Ainsi chrétiens et bouddhistes pratiquent dans un même but : réaliser ce qui Est, être Un avec ce qui Est. Chez les bouddhistes l'essence de ce qui Est, de la vacuité, est Compassion (au sens oriental du terme, c'est à dire, un état d'esprit altruiste orienté vers le Bonheur de tous les êtres sans exception et leur libération de la souffrance ; c'est une vertu transcendante qui, dans sa forme ultime n'appartiend pas au moi). Chez les chrétiens l'essence de ce qui Est, l'essence de Dieu est Amour, ou plus précisement Charité* (qui est l'équivalent chrétien de la Compassion bouddhiste).
Même s'il est important, à un certain moment de notre cheminement spirituel de choisir une seule voie et de la suivre pour ne pas se disperser, je crois qu'il est aussi interessant, lorsque l'on appartiend à une tradition spirituelle, de s'interresser quelque peu à une autre voie afin d'avoir un autre angle de vue sur l'absolu, ce qui peut permettre de dépasser les notions de concepts et de pénétrer le véritable sens de notre tradition. Mais pour arriver à cela il faut bien se dire que tant que l'on aura pas trouvé le point de jonction entre ces voies, ce ne sera pas du à une défaillance de l'enseignement d'un maître spirituel réalisé mais à notre mauvaise compréhension.

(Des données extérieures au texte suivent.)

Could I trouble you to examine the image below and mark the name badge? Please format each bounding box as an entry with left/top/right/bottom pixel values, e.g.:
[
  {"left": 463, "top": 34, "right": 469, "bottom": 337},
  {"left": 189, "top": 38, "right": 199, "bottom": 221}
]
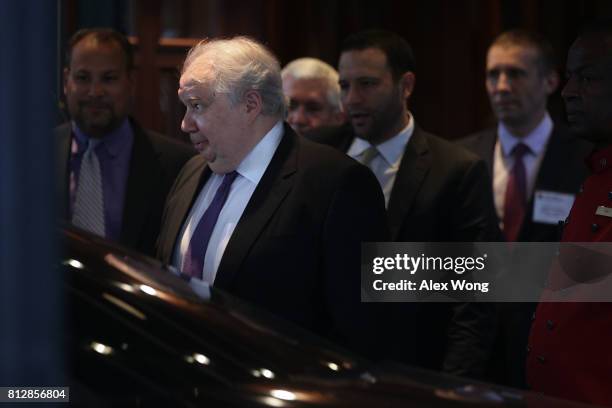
[
  {"left": 595, "top": 205, "right": 612, "bottom": 217},
  {"left": 533, "top": 190, "right": 576, "bottom": 225}
]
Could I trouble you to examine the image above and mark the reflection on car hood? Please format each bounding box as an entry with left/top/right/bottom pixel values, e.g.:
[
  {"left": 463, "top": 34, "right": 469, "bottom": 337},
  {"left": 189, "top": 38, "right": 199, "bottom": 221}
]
[{"left": 61, "top": 227, "right": 592, "bottom": 407}]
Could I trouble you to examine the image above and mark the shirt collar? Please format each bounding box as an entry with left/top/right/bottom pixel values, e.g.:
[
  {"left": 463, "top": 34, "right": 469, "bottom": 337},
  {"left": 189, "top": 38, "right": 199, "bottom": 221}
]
[
  {"left": 497, "top": 112, "right": 553, "bottom": 157},
  {"left": 72, "top": 118, "right": 134, "bottom": 157},
  {"left": 347, "top": 114, "right": 414, "bottom": 166},
  {"left": 236, "top": 120, "right": 283, "bottom": 184}
]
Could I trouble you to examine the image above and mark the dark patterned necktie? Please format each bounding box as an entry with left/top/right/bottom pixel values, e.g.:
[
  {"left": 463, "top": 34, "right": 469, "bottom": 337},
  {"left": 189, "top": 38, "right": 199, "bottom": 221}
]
[
  {"left": 504, "top": 143, "right": 529, "bottom": 241},
  {"left": 182, "top": 171, "right": 238, "bottom": 279}
]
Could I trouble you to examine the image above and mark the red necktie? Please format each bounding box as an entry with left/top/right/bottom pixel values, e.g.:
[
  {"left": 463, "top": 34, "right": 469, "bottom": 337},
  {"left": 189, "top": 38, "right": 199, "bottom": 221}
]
[{"left": 504, "top": 143, "right": 529, "bottom": 241}]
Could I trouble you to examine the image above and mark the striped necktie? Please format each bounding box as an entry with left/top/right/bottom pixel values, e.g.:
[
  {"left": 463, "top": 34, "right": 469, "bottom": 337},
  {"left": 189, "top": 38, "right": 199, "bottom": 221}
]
[{"left": 72, "top": 139, "right": 106, "bottom": 237}]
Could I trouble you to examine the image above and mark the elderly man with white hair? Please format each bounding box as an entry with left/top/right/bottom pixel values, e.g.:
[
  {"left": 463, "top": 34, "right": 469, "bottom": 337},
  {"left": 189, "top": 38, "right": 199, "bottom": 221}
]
[
  {"left": 158, "top": 37, "right": 387, "bottom": 349},
  {"left": 281, "top": 58, "right": 346, "bottom": 135}
]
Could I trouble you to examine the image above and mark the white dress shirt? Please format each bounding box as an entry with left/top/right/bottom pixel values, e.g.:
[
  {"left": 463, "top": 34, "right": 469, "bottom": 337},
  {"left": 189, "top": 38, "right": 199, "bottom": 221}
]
[
  {"left": 347, "top": 114, "right": 414, "bottom": 207},
  {"left": 173, "top": 121, "right": 283, "bottom": 284},
  {"left": 493, "top": 113, "right": 553, "bottom": 225}
]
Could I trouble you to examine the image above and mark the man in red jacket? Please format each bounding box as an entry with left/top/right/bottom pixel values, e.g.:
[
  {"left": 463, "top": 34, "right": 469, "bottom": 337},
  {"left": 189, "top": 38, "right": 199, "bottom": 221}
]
[{"left": 527, "top": 21, "right": 612, "bottom": 406}]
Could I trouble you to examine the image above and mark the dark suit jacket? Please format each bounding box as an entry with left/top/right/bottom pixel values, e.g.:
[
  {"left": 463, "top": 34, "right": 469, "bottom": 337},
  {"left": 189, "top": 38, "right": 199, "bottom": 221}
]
[
  {"left": 460, "top": 124, "right": 592, "bottom": 242},
  {"left": 307, "top": 125, "right": 501, "bottom": 377},
  {"left": 460, "top": 124, "right": 592, "bottom": 388},
  {"left": 158, "top": 125, "right": 387, "bottom": 350},
  {"left": 55, "top": 120, "right": 196, "bottom": 256}
]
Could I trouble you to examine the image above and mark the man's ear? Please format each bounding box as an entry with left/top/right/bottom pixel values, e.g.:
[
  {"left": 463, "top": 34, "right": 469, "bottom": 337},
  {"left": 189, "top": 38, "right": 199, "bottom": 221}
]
[
  {"left": 127, "top": 69, "right": 136, "bottom": 102},
  {"left": 399, "top": 71, "right": 416, "bottom": 100},
  {"left": 62, "top": 68, "right": 70, "bottom": 95},
  {"left": 544, "top": 70, "right": 559, "bottom": 95},
  {"left": 243, "top": 89, "right": 263, "bottom": 119}
]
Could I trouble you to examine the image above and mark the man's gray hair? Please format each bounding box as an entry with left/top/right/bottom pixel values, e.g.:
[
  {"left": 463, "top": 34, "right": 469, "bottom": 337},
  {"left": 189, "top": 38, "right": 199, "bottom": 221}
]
[
  {"left": 181, "top": 36, "right": 286, "bottom": 118},
  {"left": 281, "top": 58, "right": 340, "bottom": 111}
]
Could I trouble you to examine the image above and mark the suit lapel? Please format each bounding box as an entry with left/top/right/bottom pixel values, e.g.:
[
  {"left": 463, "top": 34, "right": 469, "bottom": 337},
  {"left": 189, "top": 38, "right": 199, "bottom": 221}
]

* La Charité est ici à prendre dans sa définition chrétienne et non usuelle. En effet, dans le langage courant, quand on parle de charité chrétienne, on entend surtout donner aux pauvres ce dont ils manquent. Cette charité temporelle est englobée dans la véritable Charité mais cette dernière ne se limite pas à cet aspect matériel. La définition de la Charité c'est « Aimer son prochain comme soi-même pour l'Amour de Dieu ». Ainsi, si l'on aime son prochain comme soi-même, on va vouloir pour lui ce que l'on veut pour nous, c'est à dire qu'il soit libéré de la souffrance et qu'il trouve le Bonheur. Or, pour un chrétien, le Bonheur ne peut se concevoir en dehors de la familiarité avec Dieu. Celui qui pratique la Charité peut non seulement aider les autres au niveau temporel mais aussi les guider vers Dieu, vers leur dimension intérieure qui touche à l'absolu.
Quand, dans la définition de la Charité, on précise « pour l'Amour de Dieu », cela sous entend que cette vertu n'est pas seulement le fait de l'homme ; elle nait lorsque ce dernier contemple, ou entre-apperçoit, la nature de Dieu.